Prodi plays down Afghan tensions

| Tue, 01/23/2007 - 05:30

Premier Romano Prodi sought on Monday to play down tensions with pacifist allies who are pressuring him to pull Italian troops out of Afghanistan.

Speaking to reporters during a visit to Turkey, the centre-left chief said he had a "constructive" meeting on Sunday evening with the three parties who are against the mission - the Communist Refoundation Party (PRC), the Italian Communists' Party (PDCI) and the Greens.

"There is no desire to create problems... Our commitment to the international community is clear and shared... We won't send more troops but we won't withdraw from our commitments either," Prodi said.

In a bid to appease pacifist demands for "discontinuity" with current policies, Prodi said that Italy would push for an increase in the civilian force working in Afghanistan.

He also said it would lobby for an international conference on Afghanistan with the aim of finding political solutions to the country's troubles.

"The government's pacifist vocation is not waning," added the former European Commission chief.
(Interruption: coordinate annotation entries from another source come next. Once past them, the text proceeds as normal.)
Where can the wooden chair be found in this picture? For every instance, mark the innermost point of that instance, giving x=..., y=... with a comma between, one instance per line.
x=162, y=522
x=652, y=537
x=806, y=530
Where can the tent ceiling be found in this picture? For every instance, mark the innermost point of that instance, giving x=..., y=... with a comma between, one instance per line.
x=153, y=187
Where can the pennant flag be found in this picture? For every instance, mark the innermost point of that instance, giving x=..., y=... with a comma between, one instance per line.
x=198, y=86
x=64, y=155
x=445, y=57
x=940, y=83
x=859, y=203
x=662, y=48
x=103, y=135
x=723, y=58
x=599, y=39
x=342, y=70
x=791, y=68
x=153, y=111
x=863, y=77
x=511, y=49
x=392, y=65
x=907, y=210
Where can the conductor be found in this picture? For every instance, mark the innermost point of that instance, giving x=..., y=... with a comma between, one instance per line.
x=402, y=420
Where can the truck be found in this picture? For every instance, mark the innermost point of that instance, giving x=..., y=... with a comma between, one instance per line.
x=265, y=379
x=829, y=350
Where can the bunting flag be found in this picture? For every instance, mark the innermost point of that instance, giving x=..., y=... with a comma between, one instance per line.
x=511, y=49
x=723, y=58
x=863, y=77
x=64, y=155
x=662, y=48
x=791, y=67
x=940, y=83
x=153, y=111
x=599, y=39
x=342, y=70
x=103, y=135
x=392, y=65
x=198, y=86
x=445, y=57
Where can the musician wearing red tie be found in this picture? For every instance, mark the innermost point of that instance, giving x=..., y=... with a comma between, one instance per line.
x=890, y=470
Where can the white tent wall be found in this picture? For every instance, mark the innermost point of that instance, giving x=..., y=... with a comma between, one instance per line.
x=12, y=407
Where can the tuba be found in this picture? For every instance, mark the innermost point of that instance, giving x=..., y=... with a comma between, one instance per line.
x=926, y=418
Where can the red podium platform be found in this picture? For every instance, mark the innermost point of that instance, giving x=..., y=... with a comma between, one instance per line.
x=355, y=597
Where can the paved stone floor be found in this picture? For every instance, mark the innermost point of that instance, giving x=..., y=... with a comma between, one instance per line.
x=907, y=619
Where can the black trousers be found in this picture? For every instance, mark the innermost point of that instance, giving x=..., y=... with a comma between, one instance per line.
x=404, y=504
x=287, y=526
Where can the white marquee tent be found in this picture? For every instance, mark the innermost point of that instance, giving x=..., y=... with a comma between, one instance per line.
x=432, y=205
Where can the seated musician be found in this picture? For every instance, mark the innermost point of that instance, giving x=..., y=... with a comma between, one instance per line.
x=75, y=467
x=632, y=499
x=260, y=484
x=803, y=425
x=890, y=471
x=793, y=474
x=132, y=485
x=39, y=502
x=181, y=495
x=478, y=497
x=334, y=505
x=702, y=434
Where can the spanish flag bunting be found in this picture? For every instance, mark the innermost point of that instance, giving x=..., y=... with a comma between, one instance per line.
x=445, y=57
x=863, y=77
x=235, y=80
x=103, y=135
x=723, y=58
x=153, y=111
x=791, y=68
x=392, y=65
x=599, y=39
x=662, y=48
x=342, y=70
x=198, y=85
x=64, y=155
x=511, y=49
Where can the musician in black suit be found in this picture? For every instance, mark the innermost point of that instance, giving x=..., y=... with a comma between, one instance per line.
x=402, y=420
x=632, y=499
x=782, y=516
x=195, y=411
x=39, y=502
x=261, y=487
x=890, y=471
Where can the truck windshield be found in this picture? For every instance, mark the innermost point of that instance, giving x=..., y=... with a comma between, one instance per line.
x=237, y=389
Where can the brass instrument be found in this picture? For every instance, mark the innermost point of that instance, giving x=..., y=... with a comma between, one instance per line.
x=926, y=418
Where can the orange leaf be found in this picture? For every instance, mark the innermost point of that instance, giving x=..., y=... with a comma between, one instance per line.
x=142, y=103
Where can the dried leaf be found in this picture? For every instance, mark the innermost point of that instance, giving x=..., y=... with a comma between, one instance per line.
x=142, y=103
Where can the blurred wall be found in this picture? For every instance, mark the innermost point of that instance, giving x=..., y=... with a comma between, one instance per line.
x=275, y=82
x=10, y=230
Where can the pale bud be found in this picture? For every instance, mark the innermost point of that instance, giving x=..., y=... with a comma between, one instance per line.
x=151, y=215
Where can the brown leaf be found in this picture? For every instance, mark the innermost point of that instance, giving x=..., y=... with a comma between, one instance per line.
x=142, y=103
The Afghan issue is crucial for Prodi because parliament will soon have to vote on refinancing Italy's mission for another six months.

While Prodi enjoys a solid majority in the House, in the Senate he holds only one more seat than the Silvio Berlusconi opposition so the full support of his coalition is essential.

When the refinancing issue last came up in July, Prodi was forced to resort to a do-or-die confidence vote in the Senate to prevent a handful of pacifist rebels sinking the measure.

Almost 2,000 Italian troops are serving in Afghanistan as part of the NATO-led ISAF peacekeeping mission there.

But critics in Prodi's nine-party coalition say Afghanistan has now become too dangerous for a peacekeeping mission.

Afghanistan has seen a strong resurgence of attacks by Taliban Islamists whose government was toppled by US and allied Afghan forces in November 2001.

NATO's commander of forces in Afghanistan, General David Richards, called on Monday for more troops to defeat the Taliban amid indications that the insurgency would intensify in coming months.

Italian Foreign Minister Massimo D'Alema, who held talks earlier on Monday with NATO Secretary-General Jaap de Hoop Scheffer, stressed from Brussels that Italy had not been asked to contribute more soldiers.

But he also stressed that an Italian pullout was "not realistically on the agenda".

"There is a growing acknowledgement that new policy elements are required in Afghanistan," the former premier conceded, adding that "the mission refinancing decree will confirm our commitment on a military level and extend it on a humanitarian and civilian one".

But Italian Welfare Minister Paolo Ferrero, a PRC heavyweight who took part in Sunday's meeting with Prodi, said that "the idea that military intervention can solve the situation in Afghanistan has proved to be false. "Therefore, we have to see how strategy can be modified if peace is to be achieved".

The opposition has attacked the centre left's divided stance on the issue but Berlusconi's Forza Italia party and an ally, the Northern League, have also extended a hand, saying they will help the government out by voting in favour of continuing the mission.

But it would be a major embarrassment for Prodi if he is forced to rely on the centre right to get the refinancing measure approved.

It could even lead to calls for Prodi's resignation or new elections.

Justice Minister Clemente Mastella, who heads the tiny UDEUR party, warned on Sunday that "if the opposition's support is decisive, then that would be the end of the government".

Green chief Alfonso Pecoraro Scanio, who also took part in the Sunday meeting with Prodi, stressed that his party was not delivering an ultimatum.

"We aren't demanding a pullout but discontinuity. The premier cannot re-present a refinancing decree which is identical to the one approved in July... The mission cannot last forever and there has to be an exit strategy".

The PDCI called for "clear indications on how and when our troops will be withdrawn". The PRC, the PDCI and the Greens are still simmering over Prodi's decision to greenlight the expansion of a US military base in the northern city of Vicenza.

The Vicenza base currently houses 2,600 troops. The expansion project involves building barracks at the city's Dal Molin airport to accommodate 1,800 more US soldiers who are now stationed in Germany.

Prodi has said the government will not oppose the base's enlargement, arguing that to do so would be diplomatically impossible because the plan has already been approved by the previous, Berlusconi-led government.

But the decision has led some pacifists in the governing coalition to adopt a more inflexible stance over Afghanistan.

While Minister Ferrero denied there was any connection between the two issues, other pacifists said the Vicenza decision would have "repercussions" on the Afghan vote.